What I love most about this video is the fact that we are supposed to be rooting for the homicidal polar bear. He’s the hero of the story. Also it uses two of my favorite cheesy 80s songs, Laura Branigan’s “Self Control” and that “Danger Zone” song from “Top Gun.”
What does this have to do with Ron Paul? Nothing really, except show another example of how American culture uses violence and loud music to amp people up. While this may be totally appropriate in a sports arena, I have trouble seeing it as a good idea in politics. Politics are supposed to be a forum of ideas and issues; campaign materials should impart useful points about the candidates, not just play to the psychological cues that get people mindlessly excited.
And yet, I am concerned that politics is increasingly becoming a sports-like concept; people vote along party lines because that’s how their parents voted, just like how I will never not hate the University of Florida Gators because I grew up with the idea that their football team was loathsome, for some reason. People are constantly looking for candidates whom they find exciting and entertaining, instead of candidates who are knowledgeable and well-qualified; who watches hockey without hoping to see a fight, even just a little bit?

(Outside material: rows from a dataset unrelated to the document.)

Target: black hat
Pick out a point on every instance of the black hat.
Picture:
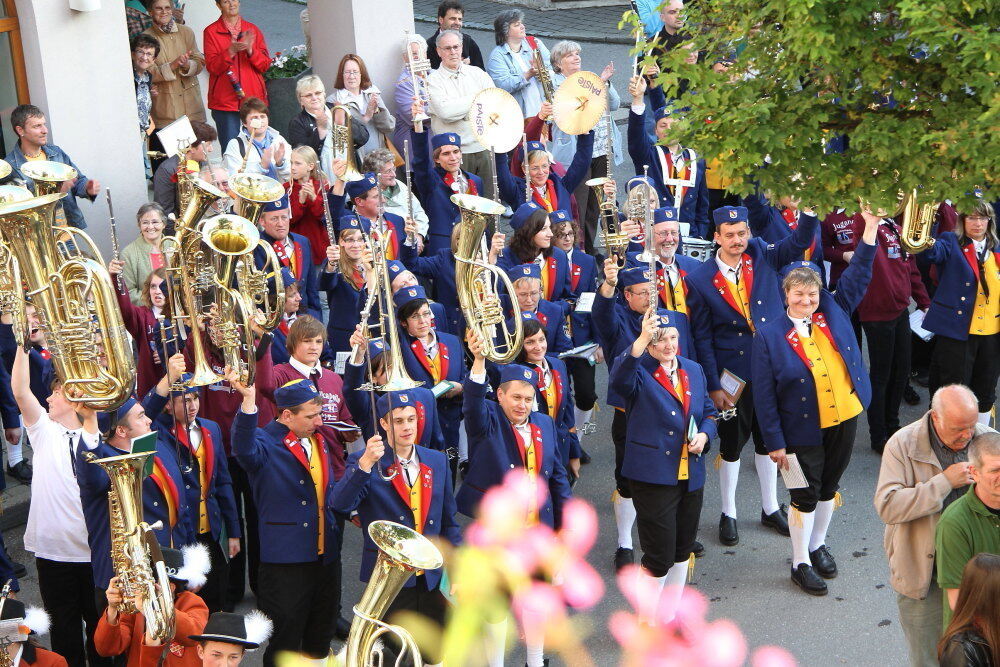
(248, 631)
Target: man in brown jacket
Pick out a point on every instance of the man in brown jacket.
(924, 468)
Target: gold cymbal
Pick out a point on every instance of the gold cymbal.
(579, 103)
(496, 119)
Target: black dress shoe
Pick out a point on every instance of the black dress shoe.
(910, 395)
(343, 629)
(21, 471)
(778, 520)
(805, 577)
(623, 557)
(823, 562)
(728, 533)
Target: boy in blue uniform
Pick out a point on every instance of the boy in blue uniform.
(420, 496)
(291, 475)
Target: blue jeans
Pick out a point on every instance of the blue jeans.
(227, 123)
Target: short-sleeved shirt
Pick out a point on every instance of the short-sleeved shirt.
(966, 528)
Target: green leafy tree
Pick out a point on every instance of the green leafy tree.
(912, 84)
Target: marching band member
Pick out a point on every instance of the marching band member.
(531, 243)
(509, 434)
(554, 392)
(119, 633)
(289, 464)
(431, 356)
(616, 323)
(526, 280)
(306, 341)
(965, 310)
(734, 294)
(809, 377)
(20, 646)
(207, 484)
(773, 223)
(671, 420)
(440, 182)
(582, 280)
(227, 637)
(419, 496)
(671, 161)
(293, 251)
(549, 190)
(359, 401)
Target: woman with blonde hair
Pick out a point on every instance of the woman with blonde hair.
(306, 190)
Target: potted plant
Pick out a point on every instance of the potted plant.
(287, 67)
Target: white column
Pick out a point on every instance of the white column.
(80, 74)
(373, 30)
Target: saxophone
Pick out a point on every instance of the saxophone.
(401, 552)
(135, 554)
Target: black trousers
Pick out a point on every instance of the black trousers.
(67, 591)
(974, 362)
(431, 605)
(618, 425)
(823, 466)
(667, 519)
(583, 374)
(247, 561)
(734, 432)
(215, 588)
(889, 368)
(302, 599)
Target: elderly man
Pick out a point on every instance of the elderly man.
(924, 469)
(971, 525)
(451, 89)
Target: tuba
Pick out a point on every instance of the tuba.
(135, 553)
(402, 551)
(477, 281)
(343, 143)
(75, 301)
(917, 221)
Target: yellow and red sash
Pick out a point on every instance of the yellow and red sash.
(726, 291)
(418, 496)
(436, 367)
(549, 201)
(168, 488)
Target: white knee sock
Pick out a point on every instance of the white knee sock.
(729, 474)
(14, 454)
(767, 476)
(624, 519)
(800, 527)
(676, 578)
(496, 642)
(824, 512)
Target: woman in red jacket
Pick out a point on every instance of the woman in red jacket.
(236, 58)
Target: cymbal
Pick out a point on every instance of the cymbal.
(496, 119)
(579, 103)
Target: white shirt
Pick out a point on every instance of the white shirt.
(451, 94)
(56, 529)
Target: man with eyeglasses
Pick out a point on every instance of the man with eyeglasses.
(617, 323)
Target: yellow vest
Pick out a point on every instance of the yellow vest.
(835, 393)
(986, 312)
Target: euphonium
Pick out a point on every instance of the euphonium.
(48, 176)
(477, 281)
(343, 143)
(402, 551)
(135, 554)
(75, 302)
(917, 222)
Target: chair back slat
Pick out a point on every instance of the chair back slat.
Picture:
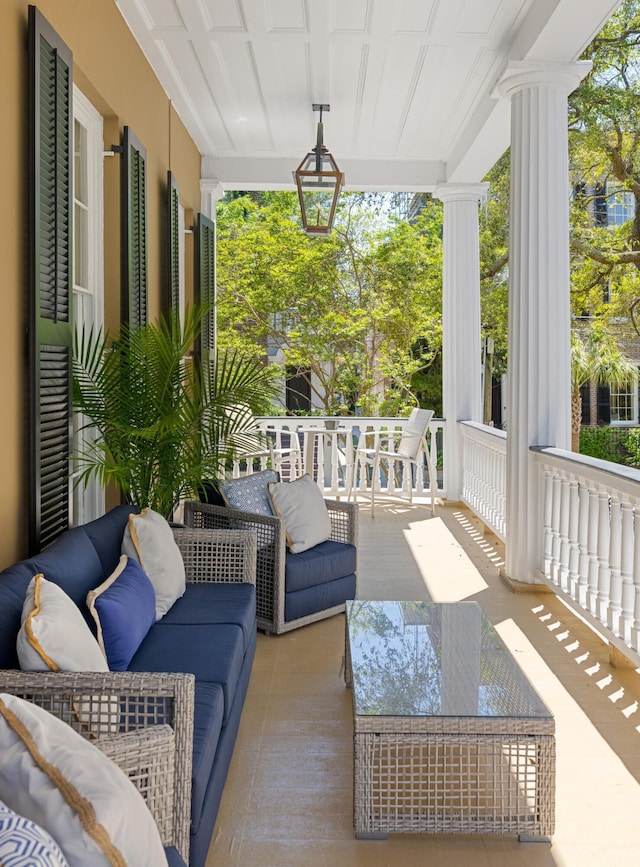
(412, 439)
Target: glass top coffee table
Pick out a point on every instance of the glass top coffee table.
(449, 735)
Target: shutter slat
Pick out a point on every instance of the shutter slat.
(134, 231)
(50, 338)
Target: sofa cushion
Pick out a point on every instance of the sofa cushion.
(25, 844)
(207, 725)
(216, 602)
(72, 563)
(106, 535)
(54, 636)
(124, 608)
(13, 587)
(321, 597)
(149, 540)
(302, 508)
(58, 779)
(214, 653)
(324, 562)
(174, 858)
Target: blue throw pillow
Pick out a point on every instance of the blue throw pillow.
(25, 844)
(124, 609)
(250, 493)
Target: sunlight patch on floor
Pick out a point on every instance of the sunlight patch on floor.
(447, 571)
(585, 761)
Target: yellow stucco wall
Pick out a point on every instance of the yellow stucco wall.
(113, 73)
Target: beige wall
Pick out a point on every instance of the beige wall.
(112, 72)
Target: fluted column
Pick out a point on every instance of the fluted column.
(461, 337)
(538, 374)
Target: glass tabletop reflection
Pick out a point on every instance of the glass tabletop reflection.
(434, 659)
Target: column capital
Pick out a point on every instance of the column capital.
(211, 191)
(521, 74)
(460, 192)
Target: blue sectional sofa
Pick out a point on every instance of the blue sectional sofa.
(191, 670)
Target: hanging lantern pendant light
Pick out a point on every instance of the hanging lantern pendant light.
(318, 180)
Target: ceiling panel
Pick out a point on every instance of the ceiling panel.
(408, 81)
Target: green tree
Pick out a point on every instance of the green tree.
(360, 309)
(605, 157)
(595, 357)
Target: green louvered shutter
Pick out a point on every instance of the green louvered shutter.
(134, 231)
(50, 276)
(173, 244)
(205, 285)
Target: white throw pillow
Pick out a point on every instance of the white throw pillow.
(301, 506)
(25, 844)
(149, 540)
(54, 635)
(51, 775)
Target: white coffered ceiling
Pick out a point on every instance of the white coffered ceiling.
(411, 83)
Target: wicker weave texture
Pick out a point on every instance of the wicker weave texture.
(147, 756)
(223, 555)
(454, 784)
(97, 704)
(271, 550)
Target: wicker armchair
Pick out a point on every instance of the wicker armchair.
(154, 744)
(151, 715)
(272, 548)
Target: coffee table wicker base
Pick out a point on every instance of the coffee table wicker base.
(497, 777)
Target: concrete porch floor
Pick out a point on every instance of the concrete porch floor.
(288, 797)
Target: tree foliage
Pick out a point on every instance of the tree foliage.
(605, 159)
(360, 310)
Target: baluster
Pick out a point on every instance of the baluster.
(555, 528)
(615, 557)
(563, 569)
(626, 570)
(604, 547)
(333, 445)
(547, 531)
(635, 637)
(583, 545)
(574, 547)
(592, 551)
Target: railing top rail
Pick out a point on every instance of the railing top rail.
(605, 473)
(485, 429)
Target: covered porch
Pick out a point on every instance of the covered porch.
(288, 798)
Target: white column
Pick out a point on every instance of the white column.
(538, 391)
(461, 331)
(211, 191)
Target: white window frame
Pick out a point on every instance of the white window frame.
(633, 402)
(88, 503)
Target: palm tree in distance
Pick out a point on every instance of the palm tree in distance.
(595, 357)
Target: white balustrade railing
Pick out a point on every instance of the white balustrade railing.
(328, 446)
(484, 474)
(590, 550)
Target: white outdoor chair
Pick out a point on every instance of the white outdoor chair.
(412, 445)
(264, 442)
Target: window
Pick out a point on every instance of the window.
(624, 403)
(88, 290)
(621, 205)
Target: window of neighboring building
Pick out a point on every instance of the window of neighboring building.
(624, 403)
(621, 205)
(88, 282)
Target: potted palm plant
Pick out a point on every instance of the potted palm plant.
(162, 425)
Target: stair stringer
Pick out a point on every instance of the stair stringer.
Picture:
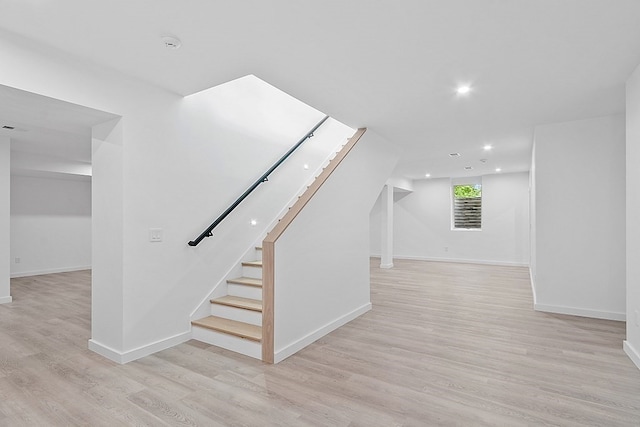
(320, 276)
(220, 288)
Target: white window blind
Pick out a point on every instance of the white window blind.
(467, 206)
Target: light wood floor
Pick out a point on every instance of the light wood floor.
(445, 344)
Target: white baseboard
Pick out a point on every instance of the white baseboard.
(296, 346)
(458, 260)
(140, 352)
(49, 271)
(633, 354)
(574, 311)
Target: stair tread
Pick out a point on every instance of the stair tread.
(239, 302)
(232, 327)
(249, 281)
(257, 263)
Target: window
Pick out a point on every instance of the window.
(467, 206)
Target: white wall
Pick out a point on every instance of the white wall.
(422, 223)
(172, 163)
(533, 222)
(632, 344)
(580, 217)
(50, 225)
(5, 251)
(322, 259)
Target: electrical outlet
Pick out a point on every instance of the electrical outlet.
(155, 234)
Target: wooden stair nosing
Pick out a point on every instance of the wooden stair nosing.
(248, 281)
(231, 327)
(252, 263)
(239, 302)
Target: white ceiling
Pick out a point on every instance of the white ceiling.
(390, 65)
(51, 137)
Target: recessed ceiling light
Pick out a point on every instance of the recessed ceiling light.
(171, 42)
(463, 89)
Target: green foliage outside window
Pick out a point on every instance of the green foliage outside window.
(467, 191)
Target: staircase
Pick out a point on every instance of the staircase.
(235, 322)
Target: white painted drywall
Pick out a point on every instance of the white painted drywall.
(632, 343)
(172, 163)
(580, 217)
(422, 223)
(532, 221)
(5, 251)
(322, 259)
(50, 225)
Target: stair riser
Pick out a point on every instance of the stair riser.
(253, 272)
(230, 342)
(244, 291)
(239, 314)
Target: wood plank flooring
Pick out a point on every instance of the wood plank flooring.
(445, 345)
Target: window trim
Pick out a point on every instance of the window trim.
(465, 181)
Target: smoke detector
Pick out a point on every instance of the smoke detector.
(171, 42)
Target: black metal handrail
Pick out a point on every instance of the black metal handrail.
(263, 178)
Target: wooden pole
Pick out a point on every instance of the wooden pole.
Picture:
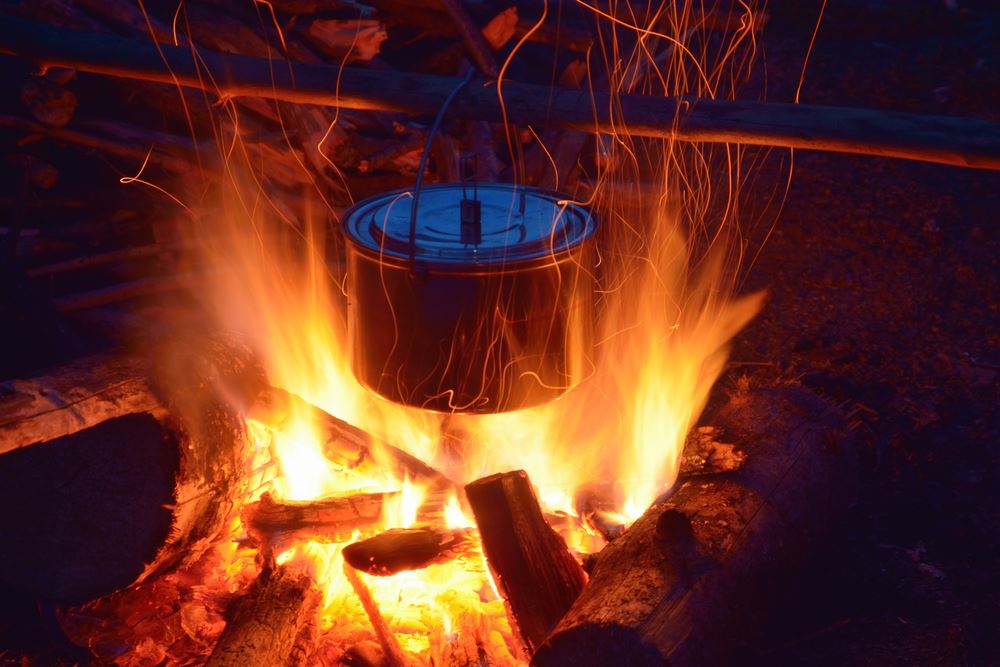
(964, 142)
(694, 576)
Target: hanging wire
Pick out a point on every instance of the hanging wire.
(423, 164)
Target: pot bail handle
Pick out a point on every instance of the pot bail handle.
(423, 164)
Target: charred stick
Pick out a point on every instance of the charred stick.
(401, 549)
(393, 654)
(279, 525)
(476, 44)
(267, 621)
(532, 567)
(959, 141)
(598, 511)
(349, 446)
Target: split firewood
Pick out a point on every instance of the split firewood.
(532, 567)
(267, 621)
(401, 549)
(694, 575)
(279, 525)
(129, 471)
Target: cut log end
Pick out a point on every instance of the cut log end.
(711, 555)
(267, 622)
(533, 569)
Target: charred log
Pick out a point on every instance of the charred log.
(531, 565)
(277, 526)
(401, 549)
(130, 471)
(691, 577)
(266, 622)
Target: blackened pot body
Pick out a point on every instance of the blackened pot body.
(505, 327)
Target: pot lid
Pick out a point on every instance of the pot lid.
(515, 223)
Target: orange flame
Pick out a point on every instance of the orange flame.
(664, 321)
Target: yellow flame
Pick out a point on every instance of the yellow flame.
(664, 317)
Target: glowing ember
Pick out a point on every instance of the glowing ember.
(664, 319)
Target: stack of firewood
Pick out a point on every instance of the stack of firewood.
(683, 585)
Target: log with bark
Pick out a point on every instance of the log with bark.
(348, 446)
(531, 565)
(266, 624)
(400, 549)
(959, 141)
(119, 471)
(694, 575)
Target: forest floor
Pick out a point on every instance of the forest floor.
(884, 294)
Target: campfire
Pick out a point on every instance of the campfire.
(361, 432)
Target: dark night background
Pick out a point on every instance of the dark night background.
(884, 295)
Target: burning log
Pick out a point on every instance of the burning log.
(277, 526)
(598, 511)
(532, 567)
(689, 579)
(347, 445)
(704, 454)
(401, 549)
(267, 621)
(959, 141)
(121, 481)
(391, 651)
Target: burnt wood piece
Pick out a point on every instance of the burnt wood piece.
(400, 549)
(267, 621)
(132, 469)
(392, 653)
(959, 141)
(532, 567)
(598, 511)
(279, 525)
(694, 575)
(705, 454)
(347, 445)
(72, 398)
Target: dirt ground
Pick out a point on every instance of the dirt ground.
(883, 280)
(884, 294)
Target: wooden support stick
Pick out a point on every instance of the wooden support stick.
(475, 43)
(958, 141)
(401, 549)
(531, 565)
(393, 654)
(347, 445)
(267, 620)
(694, 575)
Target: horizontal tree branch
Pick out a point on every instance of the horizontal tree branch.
(957, 141)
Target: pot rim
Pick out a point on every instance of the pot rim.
(349, 222)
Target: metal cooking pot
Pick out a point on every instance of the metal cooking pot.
(482, 302)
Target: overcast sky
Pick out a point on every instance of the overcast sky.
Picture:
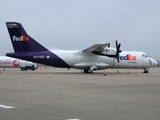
(78, 24)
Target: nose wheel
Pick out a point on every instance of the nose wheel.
(145, 71)
(88, 71)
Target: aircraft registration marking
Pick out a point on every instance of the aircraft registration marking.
(6, 107)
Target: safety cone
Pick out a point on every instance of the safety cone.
(104, 73)
(117, 71)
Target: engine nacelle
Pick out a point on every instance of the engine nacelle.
(109, 52)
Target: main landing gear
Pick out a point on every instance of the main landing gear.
(145, 70)
(88, 71)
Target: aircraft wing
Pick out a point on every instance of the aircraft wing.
(95, 48)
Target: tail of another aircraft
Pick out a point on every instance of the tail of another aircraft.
(21, 41)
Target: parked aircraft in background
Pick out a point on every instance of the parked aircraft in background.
(9, 62)
(97, 57)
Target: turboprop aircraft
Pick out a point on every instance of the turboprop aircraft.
(97, 57)
(9, 62)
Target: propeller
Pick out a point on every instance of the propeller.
(108, 44)
(118, 50)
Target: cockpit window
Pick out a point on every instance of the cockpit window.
(144, 55)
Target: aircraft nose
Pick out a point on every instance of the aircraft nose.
(154, 62)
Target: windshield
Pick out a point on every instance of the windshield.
(144, 55)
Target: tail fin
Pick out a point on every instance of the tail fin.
(21, 41)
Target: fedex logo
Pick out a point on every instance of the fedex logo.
(22, 38)
(128, 57)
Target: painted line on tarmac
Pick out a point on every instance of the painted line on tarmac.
(6, 107)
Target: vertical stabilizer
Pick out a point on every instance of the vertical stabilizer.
(21, 41)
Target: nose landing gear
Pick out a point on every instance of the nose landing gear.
(145, 70)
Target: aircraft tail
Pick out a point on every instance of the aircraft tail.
(21, 41)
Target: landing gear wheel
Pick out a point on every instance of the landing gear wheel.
(145, 71)
(88, 71)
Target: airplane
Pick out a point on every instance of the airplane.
(97, 57)
(9, 62)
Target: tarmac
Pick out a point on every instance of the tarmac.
(59, 94)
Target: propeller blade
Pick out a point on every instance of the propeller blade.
(118, 50)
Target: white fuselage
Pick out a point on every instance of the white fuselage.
(128, 59)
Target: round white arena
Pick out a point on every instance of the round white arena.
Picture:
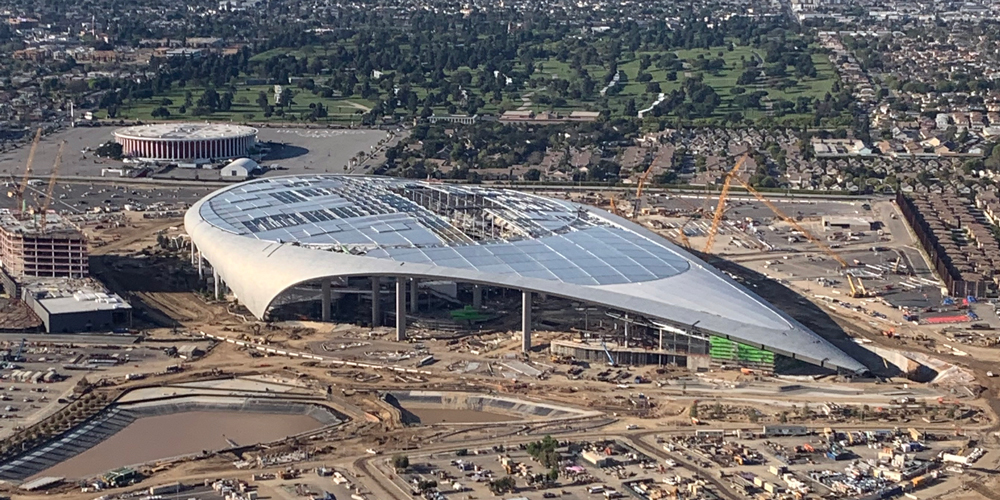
(186, 141)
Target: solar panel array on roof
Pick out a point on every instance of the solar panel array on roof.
(376, 215)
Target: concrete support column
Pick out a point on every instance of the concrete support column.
(400, 309)
(325, 287)
(525, 321)
(477, 296)
(376, 303)
(414, 295)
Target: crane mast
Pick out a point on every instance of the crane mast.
(50, 190)
(19, 193)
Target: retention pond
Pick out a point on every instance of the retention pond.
(164, 436)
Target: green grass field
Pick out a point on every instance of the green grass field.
(539, 97)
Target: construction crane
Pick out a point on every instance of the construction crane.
(857, 290)
(19, 190)
(19, 354)
(642, 180)
(50, 190)
(611, 359)
(721, 207)
(614, 208)
(798, 227)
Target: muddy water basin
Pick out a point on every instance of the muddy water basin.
(454, 416)
(431, 408)
(158, 437)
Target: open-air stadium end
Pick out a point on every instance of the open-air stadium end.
(266, 236)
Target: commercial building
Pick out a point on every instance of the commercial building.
(71, 305)
(239, 169)
(186, 141)
(30, 249)
(324, 237)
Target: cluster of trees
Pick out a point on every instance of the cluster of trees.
(506, 484)
(496, 145)
(545, 453)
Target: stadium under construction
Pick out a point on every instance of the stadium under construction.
(339, 242)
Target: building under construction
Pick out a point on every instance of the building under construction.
(31, 247)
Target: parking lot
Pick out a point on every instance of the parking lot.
(586, 470)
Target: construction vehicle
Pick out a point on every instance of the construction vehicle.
(19, 191)
(614, 208)
(721, 207)
(855, 293)
(18, 355)
(611, 359)
(50, 190)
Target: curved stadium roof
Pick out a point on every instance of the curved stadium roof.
(267, 235)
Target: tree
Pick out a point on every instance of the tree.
(505, 485)
(285, 99)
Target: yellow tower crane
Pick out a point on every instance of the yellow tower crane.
(721, 207)
(642, 180)
(798, 227)
(18, 192)
(50, 190)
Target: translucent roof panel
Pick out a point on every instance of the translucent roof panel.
(463, 227)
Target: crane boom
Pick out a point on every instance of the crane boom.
(27, 170)
(614, 208)
(50, 190)
(721, 207)
(642, 180)
(809, 236)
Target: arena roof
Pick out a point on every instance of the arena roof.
(182, 131)
(302, 228)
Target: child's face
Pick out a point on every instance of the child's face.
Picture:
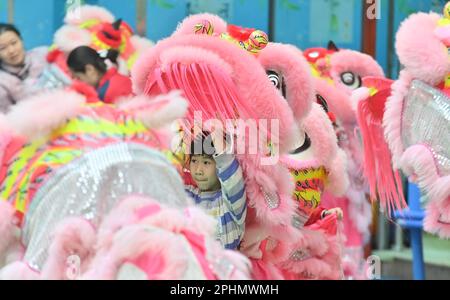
(203, 171)
(91, 76)
(12, 51)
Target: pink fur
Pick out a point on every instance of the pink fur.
(190, 55)
(70, 37)
(323, 137)
(18, 271)
(7, 228)
(383, 181)
(132, 242)
(158, 112)
(87, 13)
(266, 104)
(273, 179)
(290, 63)
(338, 179)
(392, 117)
(187, 26)
(54, 109)
(420, 51)
(437, 219)
(72, 237)
(123, 214)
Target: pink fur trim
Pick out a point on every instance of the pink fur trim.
(323, 137)
(158, 112)
(299, 164)
(133, 241)
(267, 104)
(272, 179)
(188, 25)
(18, 271)
(68, 37)
(123, 214)
(392, 121)
(423, 54)
(338, 179)
(437, 219)
(72, 237)
(7, 228)
(89, 12)
(54, 109)
(190, 55)
(291, 64)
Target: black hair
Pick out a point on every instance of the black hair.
(82, 56)
(203, 145)
(4, 27)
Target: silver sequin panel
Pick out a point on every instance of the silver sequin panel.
(426, 121)
(92, 185)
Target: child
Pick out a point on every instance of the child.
(220, 189)
(19, 69)
(88, 66)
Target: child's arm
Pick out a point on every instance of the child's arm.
(234, 200)
(232, 182)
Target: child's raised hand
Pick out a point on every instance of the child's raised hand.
(337, 210)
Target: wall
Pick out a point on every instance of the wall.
(304, 23)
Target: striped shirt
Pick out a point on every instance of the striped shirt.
(227, 205)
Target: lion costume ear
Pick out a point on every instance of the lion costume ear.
(332, 46)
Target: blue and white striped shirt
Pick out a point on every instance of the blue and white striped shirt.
(229, 204)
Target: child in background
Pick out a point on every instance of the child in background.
(89, 66)
(220, 187)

I don’t think this hunger for political theater serves us, if we are trying to be a truly functional nation, but the necessity of bread and circuses on both sides of the aisle seems unlikely to change anytime soon; indeed, I think it’s getting worse.
How do you feel about it? Are you more likely to participate in electoral politics if they’ve got a rocking soundtrack? And perhaps most importantly, if Ron Paul were to fight UAF’s homicidal polar bear, who would win?